Putting America back to work
Job creation is job #1 of the recovery plan
Last summer he addressed a packed house at Invesco Field at Mile High to accept his party’s nomination for president at the Democratic National Convention.
Exactly four weeks from his inauguration, President Barack Obama was back in Colorado – this time at Denver’s Museum of Nature and Science – to sign the $787 billion federal stimulus package into law.
Obama savored his biggest legislative victory in Congress yet signing into law the American Recovery and Reinvestment Act, the most sweeping economic recovery package in our nation’s history.
"Today does not mark the end of our economic troubles," said Obama in his remarks at the Feb. 17 signing. "But it does mark the beginning of the end – the beginning of what we need to do to create jobs for Americans scrambling in the wake of layoffs; to provide relief for families worried they won’t be able to pay next month’s bills; and to set our economy on a firmer foundation, paving the way to long-term growth and prosperity."
Obama added that what makes this recovery plan so important is not just that it will create or save 3.5 million jobs over the next two years. "It’s that we are putting Americans to work doing the work that America needs done in critical areas that have been neglected for too long, work that will bring real and lasting change for generations to come," he said.
The House and Senate passed the measure Feb. 13 largely along party lines. Virtually all House and Senate Democrats voted for the bill. All House Republicans voted no.
Hailed by Obama as a "major milestone on our road to recovery," the plan drew support of only three Senate Republicans: Susan Collins and Olympia Snowe of Maine and Arlen Specter of Pennsylvania.

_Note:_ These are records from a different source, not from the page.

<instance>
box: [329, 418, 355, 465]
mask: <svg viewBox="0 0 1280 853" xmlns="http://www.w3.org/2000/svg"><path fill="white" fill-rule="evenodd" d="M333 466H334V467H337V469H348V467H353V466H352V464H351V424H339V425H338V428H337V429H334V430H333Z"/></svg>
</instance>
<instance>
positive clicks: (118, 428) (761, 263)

"I think the economic stimulus package will give a major boost to our economy, especially here in the St. Louis area with the closing of so many auto-related plants," said Angela McNeal, a UAW Local 136 member who works at Chrysler LLC’s St. Louis Assembly North facility in Fenton, Mo. "Hopefully, it will create thousands of good-paying jobs and restore consumer confidence," added McNeal, whose plant operates on one shift.
Like Obama, UAW Local 550 retiree James Clark believes the plan, a balanced mix of tax cuts and investments, will take time to work. "I hope it does and the money flows down to the working folks. We just have to be patient," said Clark of Indianapolis.
President Obama encourages the nation’s taxpayers to go to www.Recovery.gov "so every American can go online and see how their money is being spent."